At January’s Full Council meeting I asked the following question:
“Does the Executive Member with responsibility for street cleansing agree that one of the unintended consequences of both the removal of the bulky household waste collection service and the changes in respect of commercial waste could be increased levels of fly tipping throughout the city?”
Plans by the Council in this year’s budget to charge for bulky waste collections, in addition to tightening the rules on disposal of commercial waste could simply increase incidences of fly tipping as people try to avoid the new fees.
The Council, in its Strategic Financial Plan for 2013/14 has estimated a saving of £100,000 can be made by reducing the amount of bulky waste that is sent to landfill, and implementing a charging policy for its removal. It hopes to save a further £100,000 by stopping the disposal of commercial waste at household waste sites.

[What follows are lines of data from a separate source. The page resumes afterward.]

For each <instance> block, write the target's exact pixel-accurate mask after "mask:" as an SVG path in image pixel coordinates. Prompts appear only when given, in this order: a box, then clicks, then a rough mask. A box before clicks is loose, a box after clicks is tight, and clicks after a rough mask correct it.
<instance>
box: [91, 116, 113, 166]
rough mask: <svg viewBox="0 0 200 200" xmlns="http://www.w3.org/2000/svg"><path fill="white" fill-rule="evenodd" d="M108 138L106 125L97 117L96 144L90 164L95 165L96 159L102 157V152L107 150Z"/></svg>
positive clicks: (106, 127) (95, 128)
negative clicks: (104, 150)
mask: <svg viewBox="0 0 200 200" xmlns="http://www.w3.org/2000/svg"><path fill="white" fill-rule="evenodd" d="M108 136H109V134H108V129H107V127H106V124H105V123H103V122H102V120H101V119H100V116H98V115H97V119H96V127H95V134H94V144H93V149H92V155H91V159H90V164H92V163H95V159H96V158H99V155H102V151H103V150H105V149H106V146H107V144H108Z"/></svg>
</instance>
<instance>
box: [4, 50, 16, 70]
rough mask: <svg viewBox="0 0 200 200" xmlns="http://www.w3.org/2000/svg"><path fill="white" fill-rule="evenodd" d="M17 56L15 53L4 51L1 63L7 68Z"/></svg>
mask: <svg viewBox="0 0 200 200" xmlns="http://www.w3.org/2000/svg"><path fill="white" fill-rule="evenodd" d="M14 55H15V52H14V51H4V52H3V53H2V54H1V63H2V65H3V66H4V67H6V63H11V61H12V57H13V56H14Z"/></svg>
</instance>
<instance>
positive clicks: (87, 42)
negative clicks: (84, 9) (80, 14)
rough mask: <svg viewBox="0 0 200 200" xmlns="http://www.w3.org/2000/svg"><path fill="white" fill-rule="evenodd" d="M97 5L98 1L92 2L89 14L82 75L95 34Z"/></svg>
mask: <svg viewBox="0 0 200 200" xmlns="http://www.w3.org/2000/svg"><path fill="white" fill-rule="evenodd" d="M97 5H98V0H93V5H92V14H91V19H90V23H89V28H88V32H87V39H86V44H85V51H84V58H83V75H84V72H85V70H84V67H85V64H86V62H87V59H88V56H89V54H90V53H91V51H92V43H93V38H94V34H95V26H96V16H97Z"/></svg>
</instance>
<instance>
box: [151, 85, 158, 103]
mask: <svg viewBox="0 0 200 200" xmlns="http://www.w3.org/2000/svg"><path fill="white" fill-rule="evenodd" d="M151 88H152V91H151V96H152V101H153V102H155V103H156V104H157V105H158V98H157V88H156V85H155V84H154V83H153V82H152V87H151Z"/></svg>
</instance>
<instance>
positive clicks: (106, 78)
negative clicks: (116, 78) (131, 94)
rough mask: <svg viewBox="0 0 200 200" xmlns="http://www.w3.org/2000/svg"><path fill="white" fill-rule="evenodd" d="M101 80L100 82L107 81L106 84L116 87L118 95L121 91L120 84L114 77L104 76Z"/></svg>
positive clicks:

Where councils have introduced charges for bulky waste collections, these are typically between £15 and £20 for the first few items. Whilst this is not an excessive amount, it is still likely to encourage the dumping of household goods, and I worry that the anticipated savings will be eroded by the cost of clearing the subsequent fly tipping.
The problem is likely to be further exacerbated by plans to turn away any suspected commercial waste from household waste sites. Whilst I agree with this in principle, it needs to be implemented alongside much more rigorous enforcement and prosecution, with severe financial penalties imposed on those who break the law.
I realise the pressure the administration is under to make savings, but we must take care not to claw back revenue in one area, by increasing costs in another. Fly tipping is not just a financial drain on the Council, it is also a massive blight on the environment and a health risk.